Today's parallel-working session at NYU was a dream. Richard Galvez (NYU) is working with Rob Fergus (NYU) to train a generative adversarial network on images of galaxies. One issue with these GANs is that a GAN can do well making fake data in a subspace of the whole data space, and still do well, adversarially. So Galvez is using a clustering (k-means) in the data space, and looking at the populations of the clusters in the true data and in the generated data, to see that coverage is good. This is innovative, and important if we are going to use these GANs for science.

Kate Storey-Fisher (NYU) is making something like adversarial (there's that word again) mock catalogs for large-scale structure projects: She is going to make the selection function in each patch of the survey a nonlinear function of the housekeeping data (point-spread function, stellar density, transparency, season, and so on) we have for that patch. Then we can see what LSS statistics are robust to the crazy.
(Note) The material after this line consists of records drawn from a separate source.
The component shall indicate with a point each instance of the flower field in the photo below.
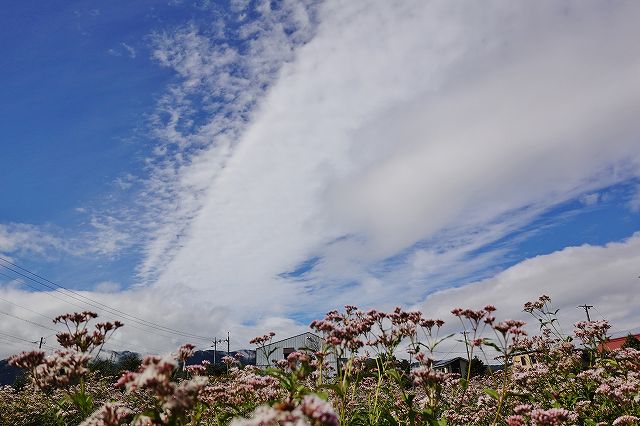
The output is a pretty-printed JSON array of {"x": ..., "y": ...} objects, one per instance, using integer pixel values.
[{"x": 574, "y": 381}]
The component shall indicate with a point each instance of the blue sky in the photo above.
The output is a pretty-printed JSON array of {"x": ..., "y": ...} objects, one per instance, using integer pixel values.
[{"x": 263, "y": 162}]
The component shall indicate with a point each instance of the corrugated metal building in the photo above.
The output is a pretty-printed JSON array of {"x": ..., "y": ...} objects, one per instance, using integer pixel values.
[{"x": 282, "y": 348}]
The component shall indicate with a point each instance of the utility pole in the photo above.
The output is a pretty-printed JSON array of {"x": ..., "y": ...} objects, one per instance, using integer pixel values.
[{"x": 586, "y": 310}]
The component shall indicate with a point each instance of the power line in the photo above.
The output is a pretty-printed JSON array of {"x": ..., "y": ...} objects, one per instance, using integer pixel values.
[
  {"x": 148, "y": 350},
  {"x": 98, "y": 305},
  {"x": 23, "y": 339},
  {"x": 29, "y": 321}
]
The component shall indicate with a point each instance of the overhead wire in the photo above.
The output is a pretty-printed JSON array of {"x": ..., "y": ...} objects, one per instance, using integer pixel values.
[
  {"x": 16, "y": 269},
  {"x": 52, "y": 329}
]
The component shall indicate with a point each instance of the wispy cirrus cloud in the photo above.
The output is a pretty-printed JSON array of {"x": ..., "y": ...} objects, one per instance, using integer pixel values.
[{"x": 374, "y": 153}]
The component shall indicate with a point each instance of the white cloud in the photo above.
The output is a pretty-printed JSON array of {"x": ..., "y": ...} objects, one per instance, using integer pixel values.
[
  {"x": 391, "y": 124},
  {"x": 604, "y": 276},
  {"x": 406, "y": 122},
  {"x": 25, "y": 239},
  {"x": 634, "y": 203}
]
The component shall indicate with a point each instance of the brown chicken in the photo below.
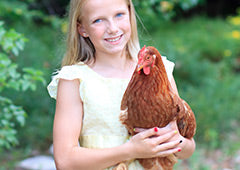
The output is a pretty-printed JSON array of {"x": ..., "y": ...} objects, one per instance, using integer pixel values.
[{"x": 149, "y": 101}]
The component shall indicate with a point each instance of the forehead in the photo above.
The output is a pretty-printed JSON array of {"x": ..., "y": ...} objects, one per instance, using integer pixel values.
[{"x": 95, "y": 8}]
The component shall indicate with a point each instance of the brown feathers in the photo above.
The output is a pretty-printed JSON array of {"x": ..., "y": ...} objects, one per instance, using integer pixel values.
[{"x": 149, "y": 101}]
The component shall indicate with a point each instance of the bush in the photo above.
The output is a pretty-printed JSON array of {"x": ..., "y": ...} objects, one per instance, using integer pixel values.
[{"x": 11, "y": 77}]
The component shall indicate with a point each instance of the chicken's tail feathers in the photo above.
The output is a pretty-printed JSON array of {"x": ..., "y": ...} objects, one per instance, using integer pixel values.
[{"x": 123, "y": 115}]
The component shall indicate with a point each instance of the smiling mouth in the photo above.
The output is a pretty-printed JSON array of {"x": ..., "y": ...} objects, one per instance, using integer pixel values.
[{"x": 114, "y": 39}]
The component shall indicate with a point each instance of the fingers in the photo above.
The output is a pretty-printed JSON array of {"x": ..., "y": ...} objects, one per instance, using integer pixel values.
[
  {"x": 163, "y": 138},
  {"x": 153, "y": 131}
]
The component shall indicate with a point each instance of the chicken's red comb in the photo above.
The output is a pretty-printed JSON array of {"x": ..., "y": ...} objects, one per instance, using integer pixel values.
[{"x": 142, "y": 51}]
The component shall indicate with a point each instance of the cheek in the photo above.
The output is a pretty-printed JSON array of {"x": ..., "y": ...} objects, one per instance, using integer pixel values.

These mocks will be adversarial in the sense that they will represent a universe that is out to trick us, while GANs are adversarial in the sense that they use an internal competitive game for training.

And as I was explaining why I am disappointed with the choices that LSST has made for broad-band filters, Alex Malz (NYU) and I came up with an inexpensive and executable proposal that would satisfy me and improve LSST. It involves inexpensive and easy-to-make stochastically ramped filters. I don't think there is an iceball's chance in hell that the Collaboration would even for a moment consider this plan, but the proposal is a good one. I guess this is adversarial in a third sense!